Dateline: 5th September 2013
Police Apologise to Barri White and Keith Hyatt
Belief in the essential moral soundness of the police and criminal justice system is one thing that generally unites us a nation. Despite tabloid handwringing about 'soft' sentencing and a simmering undertone of belief that the restoration of the death penalty would be A Good Thing, we normally go about our business fairly secure in the knowledge that we won't be imprisoned for a crime we haven't committed.
But over recent years, that perception has, perhaps, suffered a gradual erosion. In what is merely the latest one of a series of miscarriages of justice, two men convicted of the murder of a young woman in Milton Keynes in 2000 have had their convictions quashed and have finally received an apology from the police.

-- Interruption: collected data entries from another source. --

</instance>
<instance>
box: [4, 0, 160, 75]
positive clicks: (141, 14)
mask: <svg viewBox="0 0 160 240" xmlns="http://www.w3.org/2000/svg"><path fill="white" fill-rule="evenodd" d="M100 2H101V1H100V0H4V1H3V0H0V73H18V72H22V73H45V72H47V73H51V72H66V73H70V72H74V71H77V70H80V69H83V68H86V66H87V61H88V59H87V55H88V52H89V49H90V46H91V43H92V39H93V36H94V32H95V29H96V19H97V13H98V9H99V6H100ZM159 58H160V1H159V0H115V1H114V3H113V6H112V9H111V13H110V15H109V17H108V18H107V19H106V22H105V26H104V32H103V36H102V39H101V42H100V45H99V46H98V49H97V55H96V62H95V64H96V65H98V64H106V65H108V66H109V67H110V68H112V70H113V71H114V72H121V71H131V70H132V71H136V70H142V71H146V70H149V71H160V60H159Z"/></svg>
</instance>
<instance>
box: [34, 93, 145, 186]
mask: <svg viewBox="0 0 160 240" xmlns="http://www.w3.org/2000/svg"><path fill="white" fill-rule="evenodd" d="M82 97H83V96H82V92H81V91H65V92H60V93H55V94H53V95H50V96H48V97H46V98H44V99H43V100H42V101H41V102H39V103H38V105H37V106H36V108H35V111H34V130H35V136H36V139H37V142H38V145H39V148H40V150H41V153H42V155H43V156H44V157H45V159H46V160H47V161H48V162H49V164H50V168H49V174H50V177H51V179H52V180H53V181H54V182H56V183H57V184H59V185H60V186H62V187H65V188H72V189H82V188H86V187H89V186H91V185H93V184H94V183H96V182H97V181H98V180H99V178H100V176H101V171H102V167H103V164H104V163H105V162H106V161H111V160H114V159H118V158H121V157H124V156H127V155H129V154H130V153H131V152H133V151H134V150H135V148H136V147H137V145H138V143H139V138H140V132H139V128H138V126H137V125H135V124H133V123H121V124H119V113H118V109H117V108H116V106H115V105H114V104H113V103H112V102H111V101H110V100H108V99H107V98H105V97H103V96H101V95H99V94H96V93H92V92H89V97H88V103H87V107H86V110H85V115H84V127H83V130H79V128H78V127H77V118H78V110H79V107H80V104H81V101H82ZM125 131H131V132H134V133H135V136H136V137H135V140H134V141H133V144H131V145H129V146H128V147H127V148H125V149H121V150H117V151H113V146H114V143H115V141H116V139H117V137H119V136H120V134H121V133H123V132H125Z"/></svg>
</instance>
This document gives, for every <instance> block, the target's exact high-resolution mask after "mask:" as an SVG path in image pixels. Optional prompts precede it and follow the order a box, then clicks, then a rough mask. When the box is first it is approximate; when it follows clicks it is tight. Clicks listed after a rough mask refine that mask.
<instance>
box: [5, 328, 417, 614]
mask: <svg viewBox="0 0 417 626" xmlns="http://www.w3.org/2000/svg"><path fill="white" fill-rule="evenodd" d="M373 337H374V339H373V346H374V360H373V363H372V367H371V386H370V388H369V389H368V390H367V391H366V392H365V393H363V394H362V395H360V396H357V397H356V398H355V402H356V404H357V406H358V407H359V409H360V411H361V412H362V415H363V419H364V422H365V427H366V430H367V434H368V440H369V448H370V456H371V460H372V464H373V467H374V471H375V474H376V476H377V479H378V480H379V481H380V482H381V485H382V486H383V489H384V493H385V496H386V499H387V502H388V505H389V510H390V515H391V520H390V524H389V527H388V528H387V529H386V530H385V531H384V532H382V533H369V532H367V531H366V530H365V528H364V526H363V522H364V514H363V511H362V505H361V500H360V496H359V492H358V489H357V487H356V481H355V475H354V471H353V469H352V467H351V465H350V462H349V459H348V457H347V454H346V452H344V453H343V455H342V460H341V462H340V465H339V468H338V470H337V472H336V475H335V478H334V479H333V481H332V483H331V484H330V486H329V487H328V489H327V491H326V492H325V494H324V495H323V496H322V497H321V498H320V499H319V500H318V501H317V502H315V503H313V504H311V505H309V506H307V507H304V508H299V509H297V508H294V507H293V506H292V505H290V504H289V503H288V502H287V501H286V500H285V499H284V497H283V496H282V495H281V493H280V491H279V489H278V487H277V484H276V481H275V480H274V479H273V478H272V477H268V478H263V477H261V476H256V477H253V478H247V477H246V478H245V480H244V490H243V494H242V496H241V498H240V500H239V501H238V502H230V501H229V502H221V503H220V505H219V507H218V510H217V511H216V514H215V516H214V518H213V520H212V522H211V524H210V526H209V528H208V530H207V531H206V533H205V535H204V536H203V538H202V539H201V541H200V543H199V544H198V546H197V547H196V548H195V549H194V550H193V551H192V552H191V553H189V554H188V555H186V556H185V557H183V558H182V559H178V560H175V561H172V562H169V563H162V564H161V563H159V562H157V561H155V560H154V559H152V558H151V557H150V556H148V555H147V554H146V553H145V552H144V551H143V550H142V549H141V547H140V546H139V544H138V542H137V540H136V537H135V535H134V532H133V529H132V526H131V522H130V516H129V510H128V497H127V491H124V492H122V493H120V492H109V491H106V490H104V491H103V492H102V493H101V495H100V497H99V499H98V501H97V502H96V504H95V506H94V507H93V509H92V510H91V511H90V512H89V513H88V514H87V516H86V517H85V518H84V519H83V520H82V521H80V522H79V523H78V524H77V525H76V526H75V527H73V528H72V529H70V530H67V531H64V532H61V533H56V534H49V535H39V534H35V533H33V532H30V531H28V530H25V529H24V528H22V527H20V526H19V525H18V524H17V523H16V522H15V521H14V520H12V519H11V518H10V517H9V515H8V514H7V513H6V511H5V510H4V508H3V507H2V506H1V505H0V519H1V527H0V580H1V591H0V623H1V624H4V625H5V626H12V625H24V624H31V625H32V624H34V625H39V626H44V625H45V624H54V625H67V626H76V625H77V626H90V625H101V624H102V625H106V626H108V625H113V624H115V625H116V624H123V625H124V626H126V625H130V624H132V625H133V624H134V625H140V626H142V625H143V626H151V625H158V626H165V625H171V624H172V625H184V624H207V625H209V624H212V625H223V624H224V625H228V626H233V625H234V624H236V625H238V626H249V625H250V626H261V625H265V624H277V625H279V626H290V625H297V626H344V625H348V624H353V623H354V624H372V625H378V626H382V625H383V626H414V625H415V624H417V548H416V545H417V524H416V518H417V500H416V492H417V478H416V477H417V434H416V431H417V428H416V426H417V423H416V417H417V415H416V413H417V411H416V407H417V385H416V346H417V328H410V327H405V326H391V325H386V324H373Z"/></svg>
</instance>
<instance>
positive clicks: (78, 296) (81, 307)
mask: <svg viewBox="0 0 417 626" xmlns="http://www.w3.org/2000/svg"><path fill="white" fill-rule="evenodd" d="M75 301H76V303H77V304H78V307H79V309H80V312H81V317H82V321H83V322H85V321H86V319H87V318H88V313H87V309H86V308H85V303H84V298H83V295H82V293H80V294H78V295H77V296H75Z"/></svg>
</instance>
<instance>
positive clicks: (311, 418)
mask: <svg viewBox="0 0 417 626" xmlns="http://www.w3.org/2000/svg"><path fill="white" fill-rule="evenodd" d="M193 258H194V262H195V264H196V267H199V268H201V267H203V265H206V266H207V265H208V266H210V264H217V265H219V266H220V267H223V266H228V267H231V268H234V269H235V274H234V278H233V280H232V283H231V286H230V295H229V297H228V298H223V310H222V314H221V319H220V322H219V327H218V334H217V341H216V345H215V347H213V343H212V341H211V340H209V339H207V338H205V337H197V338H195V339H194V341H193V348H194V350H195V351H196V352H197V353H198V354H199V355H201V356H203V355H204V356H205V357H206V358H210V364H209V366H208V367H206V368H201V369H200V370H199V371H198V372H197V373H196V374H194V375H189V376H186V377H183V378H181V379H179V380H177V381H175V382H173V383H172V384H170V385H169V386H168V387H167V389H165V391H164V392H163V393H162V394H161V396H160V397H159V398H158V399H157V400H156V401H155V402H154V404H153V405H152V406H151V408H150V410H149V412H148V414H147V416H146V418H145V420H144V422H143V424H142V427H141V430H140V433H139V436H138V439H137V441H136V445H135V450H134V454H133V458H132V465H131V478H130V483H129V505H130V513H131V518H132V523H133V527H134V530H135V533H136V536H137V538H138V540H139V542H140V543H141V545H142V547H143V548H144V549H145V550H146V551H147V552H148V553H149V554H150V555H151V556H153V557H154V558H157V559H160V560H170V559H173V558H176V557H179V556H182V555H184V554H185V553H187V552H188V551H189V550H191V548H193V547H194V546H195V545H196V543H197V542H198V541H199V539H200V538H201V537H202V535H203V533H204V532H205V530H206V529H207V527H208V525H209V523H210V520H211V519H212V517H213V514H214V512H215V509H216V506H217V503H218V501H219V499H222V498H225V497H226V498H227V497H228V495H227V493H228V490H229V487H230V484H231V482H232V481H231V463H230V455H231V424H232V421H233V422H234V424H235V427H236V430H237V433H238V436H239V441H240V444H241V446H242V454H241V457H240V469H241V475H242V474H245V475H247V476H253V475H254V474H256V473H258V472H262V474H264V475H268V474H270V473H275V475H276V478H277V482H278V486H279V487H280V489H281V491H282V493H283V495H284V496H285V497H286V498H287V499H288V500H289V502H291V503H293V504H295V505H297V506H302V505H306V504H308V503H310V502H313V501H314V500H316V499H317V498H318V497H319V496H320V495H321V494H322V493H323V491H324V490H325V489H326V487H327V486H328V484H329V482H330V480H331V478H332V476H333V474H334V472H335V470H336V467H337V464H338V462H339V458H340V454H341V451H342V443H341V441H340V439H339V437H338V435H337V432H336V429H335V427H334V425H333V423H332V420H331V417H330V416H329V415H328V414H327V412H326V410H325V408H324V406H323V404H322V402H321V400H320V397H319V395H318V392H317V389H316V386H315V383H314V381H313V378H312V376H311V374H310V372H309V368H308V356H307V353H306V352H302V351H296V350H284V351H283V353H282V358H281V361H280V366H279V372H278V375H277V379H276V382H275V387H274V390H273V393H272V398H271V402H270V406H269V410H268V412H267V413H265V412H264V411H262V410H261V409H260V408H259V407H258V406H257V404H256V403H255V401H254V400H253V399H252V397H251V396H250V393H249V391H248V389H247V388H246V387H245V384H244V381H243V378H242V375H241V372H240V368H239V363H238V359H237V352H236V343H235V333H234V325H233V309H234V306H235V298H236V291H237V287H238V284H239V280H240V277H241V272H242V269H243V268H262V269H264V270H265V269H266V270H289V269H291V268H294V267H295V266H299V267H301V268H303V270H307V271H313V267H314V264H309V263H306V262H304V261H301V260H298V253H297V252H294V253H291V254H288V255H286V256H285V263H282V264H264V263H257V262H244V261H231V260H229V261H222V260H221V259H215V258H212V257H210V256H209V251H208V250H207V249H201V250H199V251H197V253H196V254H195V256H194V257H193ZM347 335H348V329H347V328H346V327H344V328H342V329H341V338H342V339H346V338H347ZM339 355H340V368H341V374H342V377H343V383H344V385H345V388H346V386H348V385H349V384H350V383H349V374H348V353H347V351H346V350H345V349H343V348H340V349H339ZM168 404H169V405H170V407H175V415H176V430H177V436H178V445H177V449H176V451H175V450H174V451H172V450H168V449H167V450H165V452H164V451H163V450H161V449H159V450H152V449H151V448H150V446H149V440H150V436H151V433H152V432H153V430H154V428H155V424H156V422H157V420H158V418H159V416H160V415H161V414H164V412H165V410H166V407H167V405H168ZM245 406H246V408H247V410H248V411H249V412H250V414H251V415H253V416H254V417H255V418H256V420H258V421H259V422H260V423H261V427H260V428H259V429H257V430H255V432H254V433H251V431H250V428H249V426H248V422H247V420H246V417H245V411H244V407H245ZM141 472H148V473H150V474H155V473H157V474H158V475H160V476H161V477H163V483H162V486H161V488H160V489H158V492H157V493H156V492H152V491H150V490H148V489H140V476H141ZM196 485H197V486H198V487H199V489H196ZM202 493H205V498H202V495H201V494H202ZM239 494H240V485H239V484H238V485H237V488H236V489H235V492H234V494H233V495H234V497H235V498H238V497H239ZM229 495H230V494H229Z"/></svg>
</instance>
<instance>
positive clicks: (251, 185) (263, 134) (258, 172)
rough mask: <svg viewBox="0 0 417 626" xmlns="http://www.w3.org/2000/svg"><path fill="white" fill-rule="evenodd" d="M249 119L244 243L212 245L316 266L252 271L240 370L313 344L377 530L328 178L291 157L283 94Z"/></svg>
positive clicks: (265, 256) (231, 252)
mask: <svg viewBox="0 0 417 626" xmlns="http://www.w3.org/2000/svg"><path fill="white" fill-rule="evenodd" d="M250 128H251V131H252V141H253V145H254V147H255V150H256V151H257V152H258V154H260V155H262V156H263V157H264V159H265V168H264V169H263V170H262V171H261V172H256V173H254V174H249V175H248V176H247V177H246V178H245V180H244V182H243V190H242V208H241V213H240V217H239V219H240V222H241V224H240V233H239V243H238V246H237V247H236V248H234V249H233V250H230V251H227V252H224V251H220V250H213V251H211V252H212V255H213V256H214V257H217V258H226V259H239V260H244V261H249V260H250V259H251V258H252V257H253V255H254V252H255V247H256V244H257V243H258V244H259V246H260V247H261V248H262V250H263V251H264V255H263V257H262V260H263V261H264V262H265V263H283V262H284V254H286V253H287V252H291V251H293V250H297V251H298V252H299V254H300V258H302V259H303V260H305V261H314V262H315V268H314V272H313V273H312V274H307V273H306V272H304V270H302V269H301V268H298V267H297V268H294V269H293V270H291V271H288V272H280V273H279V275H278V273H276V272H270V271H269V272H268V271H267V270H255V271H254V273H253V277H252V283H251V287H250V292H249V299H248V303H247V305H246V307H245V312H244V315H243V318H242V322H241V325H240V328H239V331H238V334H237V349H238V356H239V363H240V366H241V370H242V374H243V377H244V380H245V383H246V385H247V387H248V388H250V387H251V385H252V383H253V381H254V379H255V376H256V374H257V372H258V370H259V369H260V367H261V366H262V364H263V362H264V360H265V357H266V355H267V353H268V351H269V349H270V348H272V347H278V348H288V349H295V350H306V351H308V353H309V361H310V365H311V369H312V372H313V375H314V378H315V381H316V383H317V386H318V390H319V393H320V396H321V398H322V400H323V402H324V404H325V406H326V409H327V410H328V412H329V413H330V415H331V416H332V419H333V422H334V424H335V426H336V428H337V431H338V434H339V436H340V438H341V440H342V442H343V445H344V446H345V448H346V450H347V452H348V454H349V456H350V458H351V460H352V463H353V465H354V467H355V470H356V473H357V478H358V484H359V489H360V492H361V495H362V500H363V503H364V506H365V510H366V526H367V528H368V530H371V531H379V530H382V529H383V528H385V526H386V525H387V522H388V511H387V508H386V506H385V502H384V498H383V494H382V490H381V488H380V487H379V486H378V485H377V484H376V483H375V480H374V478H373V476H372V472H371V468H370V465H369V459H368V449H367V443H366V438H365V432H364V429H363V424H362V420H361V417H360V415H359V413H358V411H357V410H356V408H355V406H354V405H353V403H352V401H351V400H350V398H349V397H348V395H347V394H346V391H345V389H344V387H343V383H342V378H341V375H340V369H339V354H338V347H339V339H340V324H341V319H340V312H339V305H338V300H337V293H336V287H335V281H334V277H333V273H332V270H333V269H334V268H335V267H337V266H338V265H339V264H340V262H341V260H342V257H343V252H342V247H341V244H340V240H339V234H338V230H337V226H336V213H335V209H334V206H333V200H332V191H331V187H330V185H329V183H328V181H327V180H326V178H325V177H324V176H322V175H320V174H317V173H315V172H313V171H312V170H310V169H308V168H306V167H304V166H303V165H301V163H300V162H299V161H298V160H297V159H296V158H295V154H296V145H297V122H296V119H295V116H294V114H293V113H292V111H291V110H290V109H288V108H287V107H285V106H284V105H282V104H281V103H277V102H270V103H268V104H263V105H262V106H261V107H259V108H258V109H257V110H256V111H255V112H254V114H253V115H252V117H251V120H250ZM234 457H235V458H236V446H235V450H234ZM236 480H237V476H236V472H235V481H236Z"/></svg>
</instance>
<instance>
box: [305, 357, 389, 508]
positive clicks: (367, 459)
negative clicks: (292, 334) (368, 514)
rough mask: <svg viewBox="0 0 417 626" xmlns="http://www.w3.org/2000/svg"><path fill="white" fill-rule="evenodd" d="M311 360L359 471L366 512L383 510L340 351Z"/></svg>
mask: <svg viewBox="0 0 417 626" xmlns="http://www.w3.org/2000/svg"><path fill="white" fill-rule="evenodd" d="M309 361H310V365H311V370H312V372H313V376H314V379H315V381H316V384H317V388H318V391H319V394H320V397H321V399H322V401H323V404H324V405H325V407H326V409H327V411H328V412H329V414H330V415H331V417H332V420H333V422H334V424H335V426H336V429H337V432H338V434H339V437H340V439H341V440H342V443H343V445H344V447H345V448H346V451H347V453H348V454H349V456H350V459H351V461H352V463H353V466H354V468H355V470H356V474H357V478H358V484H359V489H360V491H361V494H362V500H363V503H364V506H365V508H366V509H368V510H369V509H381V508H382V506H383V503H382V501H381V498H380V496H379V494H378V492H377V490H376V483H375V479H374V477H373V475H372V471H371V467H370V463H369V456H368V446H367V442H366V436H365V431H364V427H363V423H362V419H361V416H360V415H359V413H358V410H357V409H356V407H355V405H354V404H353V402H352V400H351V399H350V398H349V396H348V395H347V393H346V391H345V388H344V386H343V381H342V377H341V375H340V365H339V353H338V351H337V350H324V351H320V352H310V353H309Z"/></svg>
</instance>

The body of Rachel Manning was found with sever injuries, having suffered a sustained sexual assault. Her then boyfriend Barri White was charged with her murder - having been the last person to have seen her alive - while his friend was charged with helping White hide the body.
Following the guilty plea, White spent 6 years in prison until his conviction was quashed. In 2013 another man, Shahidul Ahmed, was finally convicted of the murder on the basis of new DNA evidence arising from his conviction of another sexual assault in 2010.
In an interview with the BBC, White told a reporter:
"Don't ever think that what happened to me won't happen to you, because it can. I'm still angry, that people can do that - they can put you in prison because that's what they want.Your whole world just implodes...Nothing makes sense any more. Everything you believe in... justice."
While it is a stretch to suggest that Britain is a police state, it is certainly true that, on circumstantial evidence alone, you can find yourself in a world for which you are ill-equipped, and possibly with no chance of escaping the stigma.